Er sah nicht ein, warum ein zehnjähriger Junge auf die alten Knochen hören sollte.
Er wusste, was er wollte. Das hatte zu genügen.
Als der Religionslehrer, ein langweiliger Schwätzer,verkündete, dass das heutige Thema die Frucht vom Baum der Erkenntnis sei, beschloss Eddie, sich anderweitig zu beschäftigen.

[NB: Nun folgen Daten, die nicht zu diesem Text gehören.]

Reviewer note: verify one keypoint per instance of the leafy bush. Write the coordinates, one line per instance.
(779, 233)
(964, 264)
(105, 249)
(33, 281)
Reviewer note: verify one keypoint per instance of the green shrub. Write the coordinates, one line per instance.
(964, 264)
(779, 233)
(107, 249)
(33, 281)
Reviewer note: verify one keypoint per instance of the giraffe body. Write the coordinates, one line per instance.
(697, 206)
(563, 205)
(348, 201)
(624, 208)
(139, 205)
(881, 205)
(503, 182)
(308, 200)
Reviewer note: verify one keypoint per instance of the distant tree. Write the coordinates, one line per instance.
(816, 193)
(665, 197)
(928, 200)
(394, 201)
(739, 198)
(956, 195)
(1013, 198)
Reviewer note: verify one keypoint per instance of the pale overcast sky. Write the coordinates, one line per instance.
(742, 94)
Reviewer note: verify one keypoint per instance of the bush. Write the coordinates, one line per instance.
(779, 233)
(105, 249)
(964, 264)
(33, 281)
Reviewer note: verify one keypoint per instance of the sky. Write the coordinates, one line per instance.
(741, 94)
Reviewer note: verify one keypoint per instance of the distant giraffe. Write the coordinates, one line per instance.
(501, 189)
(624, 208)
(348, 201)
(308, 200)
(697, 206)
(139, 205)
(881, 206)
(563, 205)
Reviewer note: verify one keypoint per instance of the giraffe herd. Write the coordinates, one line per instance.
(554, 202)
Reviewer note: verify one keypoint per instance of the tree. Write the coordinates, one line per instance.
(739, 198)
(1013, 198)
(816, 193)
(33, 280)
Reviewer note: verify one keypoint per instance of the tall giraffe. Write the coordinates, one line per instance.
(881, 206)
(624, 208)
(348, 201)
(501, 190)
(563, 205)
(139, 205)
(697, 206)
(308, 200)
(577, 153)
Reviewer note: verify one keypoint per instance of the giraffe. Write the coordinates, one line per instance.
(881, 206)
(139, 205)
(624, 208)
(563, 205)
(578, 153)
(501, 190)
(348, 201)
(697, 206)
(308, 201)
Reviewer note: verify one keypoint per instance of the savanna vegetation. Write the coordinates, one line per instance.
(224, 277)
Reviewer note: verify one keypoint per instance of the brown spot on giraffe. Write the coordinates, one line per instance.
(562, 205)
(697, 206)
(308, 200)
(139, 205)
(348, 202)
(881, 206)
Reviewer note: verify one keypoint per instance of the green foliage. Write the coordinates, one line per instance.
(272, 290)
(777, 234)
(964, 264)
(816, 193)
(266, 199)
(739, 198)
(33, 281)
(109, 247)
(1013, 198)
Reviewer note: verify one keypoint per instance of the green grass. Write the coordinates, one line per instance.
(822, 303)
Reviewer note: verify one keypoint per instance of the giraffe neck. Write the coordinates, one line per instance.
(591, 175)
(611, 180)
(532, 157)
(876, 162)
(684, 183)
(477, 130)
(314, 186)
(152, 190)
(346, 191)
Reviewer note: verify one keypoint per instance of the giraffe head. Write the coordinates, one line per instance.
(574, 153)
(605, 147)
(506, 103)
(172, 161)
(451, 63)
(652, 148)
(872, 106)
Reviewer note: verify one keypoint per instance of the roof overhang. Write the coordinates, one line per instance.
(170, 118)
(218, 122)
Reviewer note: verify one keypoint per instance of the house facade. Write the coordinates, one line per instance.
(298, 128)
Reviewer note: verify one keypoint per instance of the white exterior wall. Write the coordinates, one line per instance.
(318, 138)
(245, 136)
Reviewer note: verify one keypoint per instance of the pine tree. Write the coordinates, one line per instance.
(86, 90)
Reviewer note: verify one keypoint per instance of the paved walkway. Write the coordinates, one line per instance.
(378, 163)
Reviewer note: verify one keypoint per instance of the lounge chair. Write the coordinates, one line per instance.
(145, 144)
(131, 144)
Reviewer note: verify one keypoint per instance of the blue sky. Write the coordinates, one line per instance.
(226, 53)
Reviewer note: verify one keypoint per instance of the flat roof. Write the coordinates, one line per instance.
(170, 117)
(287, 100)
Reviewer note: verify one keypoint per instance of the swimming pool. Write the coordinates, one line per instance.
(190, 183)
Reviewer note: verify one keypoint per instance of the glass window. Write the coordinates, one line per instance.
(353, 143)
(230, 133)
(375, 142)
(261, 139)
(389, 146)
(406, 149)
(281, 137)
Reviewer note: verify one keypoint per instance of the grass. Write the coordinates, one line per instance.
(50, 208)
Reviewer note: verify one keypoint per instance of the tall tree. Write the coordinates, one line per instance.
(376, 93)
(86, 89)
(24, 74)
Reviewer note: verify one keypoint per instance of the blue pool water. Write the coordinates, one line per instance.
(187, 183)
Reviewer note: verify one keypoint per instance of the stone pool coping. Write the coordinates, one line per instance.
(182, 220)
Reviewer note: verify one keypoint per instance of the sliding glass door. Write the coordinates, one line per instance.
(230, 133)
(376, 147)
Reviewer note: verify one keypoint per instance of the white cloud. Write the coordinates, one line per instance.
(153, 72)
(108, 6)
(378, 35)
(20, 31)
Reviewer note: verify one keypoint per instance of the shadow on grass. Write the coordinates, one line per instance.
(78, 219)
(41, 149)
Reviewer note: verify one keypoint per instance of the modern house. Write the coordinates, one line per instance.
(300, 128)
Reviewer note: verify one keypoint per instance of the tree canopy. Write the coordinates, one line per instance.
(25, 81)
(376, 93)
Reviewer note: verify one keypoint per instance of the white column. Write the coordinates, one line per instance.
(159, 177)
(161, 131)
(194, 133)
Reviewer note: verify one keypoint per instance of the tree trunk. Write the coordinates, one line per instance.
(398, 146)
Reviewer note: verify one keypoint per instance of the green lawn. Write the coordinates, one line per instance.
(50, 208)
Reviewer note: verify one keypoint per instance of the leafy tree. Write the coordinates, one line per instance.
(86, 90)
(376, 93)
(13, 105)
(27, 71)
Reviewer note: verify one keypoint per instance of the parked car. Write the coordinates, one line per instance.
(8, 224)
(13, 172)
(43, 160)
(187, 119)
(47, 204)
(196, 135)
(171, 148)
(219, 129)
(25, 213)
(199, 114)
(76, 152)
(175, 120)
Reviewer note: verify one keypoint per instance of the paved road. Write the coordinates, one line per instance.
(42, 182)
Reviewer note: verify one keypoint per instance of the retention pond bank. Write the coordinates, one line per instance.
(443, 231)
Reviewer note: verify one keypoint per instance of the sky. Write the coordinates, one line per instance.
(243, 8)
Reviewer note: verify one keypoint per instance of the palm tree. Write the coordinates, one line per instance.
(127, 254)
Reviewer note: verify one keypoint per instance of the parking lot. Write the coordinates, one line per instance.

Das Gequatsche von irgendwelchen verbotenen Früchten hatte er ohnehin satt. Seiner Meinung nach sollte das Wort „verboten“ gestrichen werden.
Und so saß er statt im Klassenzimmer in seinem Lieblingsversteck, dem alten Lagerschuppen am Bahnhof.
Draußen rauschte der Herbstregen, und in Eddie knurrte der Magen.
Schuleschwänzen an Regentagen konnte fast so langweilig werden wie der Unterricht.
Quietschend öffneten sich die Rolltore des Lagerschuppens.
Eddie lugte neugierig hinter den staubigen Kisten hervor, die die Mauern seiner Fluchtburg bildeten.
Ein Soldat kam herein, das Gewehr lässig geschultert.
Ein säuerlicher, schmutziger Geruch wehte in das Lager, dann folgte im Gänsemarsch eine Reihe seltsamer Gestalten.
Sie sahen aus wie Schlossgespenster, klapperdürr, kahlköpfig und schlurfend. Nicht einmal die schaurig klirrenden Ketten fehlten!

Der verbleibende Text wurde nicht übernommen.